Cocoa Touch Architecture

iOS Architecture Patterns by Bohdan Orlov

Really interesting read highlighting the pitfalls of a lot of common approaches to iOS App Architecture.

In my experience I’ve found that testing is the hardest thing to keep up with in a typical Cocoa architecture. I do sometimes tend to fall back to a Massive View Controller, but try to keep everything organized with #pragma mark (or // MARK:) and well documented marking groups so it’s easier to keep track of a growing ViewController, so navigating my code isn’t usually the biggest problem I have. But it is difficult to write specific tests when you have a lot of logic grouped into UIViewController classes or even AppDelegate, which is another class I use for more than I know I should. Keeping things modularized in small chunks allows for much more robust test coverage and usefulness (one thing I’ve learned in previous jobs is that coverage != usefulCoverage).

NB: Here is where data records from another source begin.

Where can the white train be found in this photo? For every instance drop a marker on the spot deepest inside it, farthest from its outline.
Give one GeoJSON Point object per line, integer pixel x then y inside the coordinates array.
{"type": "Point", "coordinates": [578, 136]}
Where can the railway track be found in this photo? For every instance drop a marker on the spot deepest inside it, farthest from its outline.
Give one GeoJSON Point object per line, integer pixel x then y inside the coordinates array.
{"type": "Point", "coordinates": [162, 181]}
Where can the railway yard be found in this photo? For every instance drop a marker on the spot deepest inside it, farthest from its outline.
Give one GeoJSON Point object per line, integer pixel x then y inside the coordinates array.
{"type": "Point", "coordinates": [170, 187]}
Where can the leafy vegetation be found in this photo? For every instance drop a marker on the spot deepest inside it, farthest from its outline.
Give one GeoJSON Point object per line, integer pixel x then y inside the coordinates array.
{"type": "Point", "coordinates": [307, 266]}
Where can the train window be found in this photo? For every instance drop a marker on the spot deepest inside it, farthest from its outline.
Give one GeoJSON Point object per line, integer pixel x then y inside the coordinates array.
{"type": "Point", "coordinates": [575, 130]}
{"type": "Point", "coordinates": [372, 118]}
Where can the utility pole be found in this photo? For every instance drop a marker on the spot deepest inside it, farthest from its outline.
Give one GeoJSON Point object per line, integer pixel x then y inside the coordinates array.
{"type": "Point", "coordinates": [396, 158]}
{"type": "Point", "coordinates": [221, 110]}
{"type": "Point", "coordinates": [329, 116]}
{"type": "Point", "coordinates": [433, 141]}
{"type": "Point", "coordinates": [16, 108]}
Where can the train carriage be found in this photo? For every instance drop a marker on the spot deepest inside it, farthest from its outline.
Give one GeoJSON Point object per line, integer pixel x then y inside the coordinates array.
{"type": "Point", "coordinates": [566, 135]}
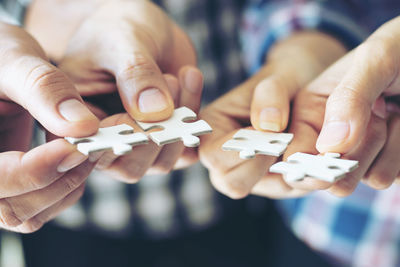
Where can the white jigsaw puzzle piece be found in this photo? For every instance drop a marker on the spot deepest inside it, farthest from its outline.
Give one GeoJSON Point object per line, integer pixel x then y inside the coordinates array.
{"type": "Point", "coordinates": [176, 129]}
{"type": "Point", "coordinates": [252, 142]}
{"type": "Point", "coordinates": [119, 138]}
{"type": "Point", "coordinates": [328, 167]}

UITests can do a lot to bridge this gap, allowing you to test core controller logic without hacking your existing code base to bite-sized pieces, but with the obvious caveat that the test becomes more of a function test of how the view and controller units work as a pair rather than individual tests of each piece. Again, coverage != usefulCoverage.

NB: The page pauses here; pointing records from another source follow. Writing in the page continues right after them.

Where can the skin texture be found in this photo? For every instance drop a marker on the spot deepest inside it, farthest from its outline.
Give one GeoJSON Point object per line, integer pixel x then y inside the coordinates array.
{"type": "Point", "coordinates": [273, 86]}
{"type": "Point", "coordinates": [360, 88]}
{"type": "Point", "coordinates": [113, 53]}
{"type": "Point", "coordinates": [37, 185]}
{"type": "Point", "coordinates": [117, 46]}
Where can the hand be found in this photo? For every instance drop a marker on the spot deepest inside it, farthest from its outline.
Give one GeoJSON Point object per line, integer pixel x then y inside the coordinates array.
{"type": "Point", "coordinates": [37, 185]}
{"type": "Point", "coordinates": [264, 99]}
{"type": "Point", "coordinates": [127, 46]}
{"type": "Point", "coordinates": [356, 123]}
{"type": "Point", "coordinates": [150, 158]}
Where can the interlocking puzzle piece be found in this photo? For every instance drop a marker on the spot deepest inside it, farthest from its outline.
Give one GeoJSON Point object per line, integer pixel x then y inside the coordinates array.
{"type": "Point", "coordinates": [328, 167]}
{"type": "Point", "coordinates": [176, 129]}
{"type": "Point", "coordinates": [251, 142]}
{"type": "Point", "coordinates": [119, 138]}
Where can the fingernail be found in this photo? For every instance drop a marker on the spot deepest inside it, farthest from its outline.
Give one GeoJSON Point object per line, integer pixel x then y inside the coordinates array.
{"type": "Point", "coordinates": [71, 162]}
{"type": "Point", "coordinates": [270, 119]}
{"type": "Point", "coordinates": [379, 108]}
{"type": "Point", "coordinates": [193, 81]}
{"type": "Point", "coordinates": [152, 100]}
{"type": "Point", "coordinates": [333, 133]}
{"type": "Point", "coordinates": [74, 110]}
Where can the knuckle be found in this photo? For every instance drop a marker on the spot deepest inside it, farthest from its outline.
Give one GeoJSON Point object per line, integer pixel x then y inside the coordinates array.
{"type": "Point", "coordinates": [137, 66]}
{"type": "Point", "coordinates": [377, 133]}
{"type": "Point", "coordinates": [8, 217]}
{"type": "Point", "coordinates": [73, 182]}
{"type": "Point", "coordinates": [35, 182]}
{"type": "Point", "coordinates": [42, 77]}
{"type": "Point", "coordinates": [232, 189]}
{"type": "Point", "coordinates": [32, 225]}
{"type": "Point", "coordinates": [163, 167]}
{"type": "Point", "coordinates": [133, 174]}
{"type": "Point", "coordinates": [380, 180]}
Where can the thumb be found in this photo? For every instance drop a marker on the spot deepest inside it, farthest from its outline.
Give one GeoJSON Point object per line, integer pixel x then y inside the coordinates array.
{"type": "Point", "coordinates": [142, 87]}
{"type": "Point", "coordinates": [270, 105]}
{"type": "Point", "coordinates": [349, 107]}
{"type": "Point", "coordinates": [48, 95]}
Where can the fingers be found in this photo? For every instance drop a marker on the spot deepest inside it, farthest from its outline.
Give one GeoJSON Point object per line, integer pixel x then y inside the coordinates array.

These days I think it’s very important to remember that a good application doesn’t just mean a rectangle that takes up the full screen and displays information and transitions well. There’s a lot more to the Apple platforms than just UIKit, so platform agnostic modules are something I’m trying to keep in mind. This is something Orlov highlights really well, that a well abstracted controller should treat a UIViewController like a generic View class, and allow you to plug in a UIViewController, or a WKInterfaceController, or whatever container is appropriate for the context.

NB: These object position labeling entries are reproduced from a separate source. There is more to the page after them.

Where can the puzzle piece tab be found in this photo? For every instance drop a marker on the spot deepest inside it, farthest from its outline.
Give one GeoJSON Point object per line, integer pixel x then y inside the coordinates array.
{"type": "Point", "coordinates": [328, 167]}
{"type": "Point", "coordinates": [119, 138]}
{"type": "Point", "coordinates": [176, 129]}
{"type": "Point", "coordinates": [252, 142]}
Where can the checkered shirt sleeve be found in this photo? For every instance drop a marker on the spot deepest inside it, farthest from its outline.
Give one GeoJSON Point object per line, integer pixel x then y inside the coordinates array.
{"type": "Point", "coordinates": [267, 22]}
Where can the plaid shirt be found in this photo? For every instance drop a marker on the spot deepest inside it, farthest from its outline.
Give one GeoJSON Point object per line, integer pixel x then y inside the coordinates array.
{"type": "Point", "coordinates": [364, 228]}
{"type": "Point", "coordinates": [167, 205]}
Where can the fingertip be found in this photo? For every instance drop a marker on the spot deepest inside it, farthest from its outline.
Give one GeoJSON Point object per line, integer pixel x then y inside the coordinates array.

The final thing I want to address is ReactiveCocoa and RXSwift. I really like a lot of the simplicity that you can get from reactive programming architectures, but the screenshot of a callstack when working with RactiveCocoa is a key example of why I don’t think this is ready to use yet. Debugging is a pain, and tools matter in an IDE. Until Xcode and Cocoa adds native support for these patterns I think this is something I’m going to be avoiding like the plague in my own personal projects. There’s also my general feelings about third party layers of abstraction, which is a matter for a whole other post.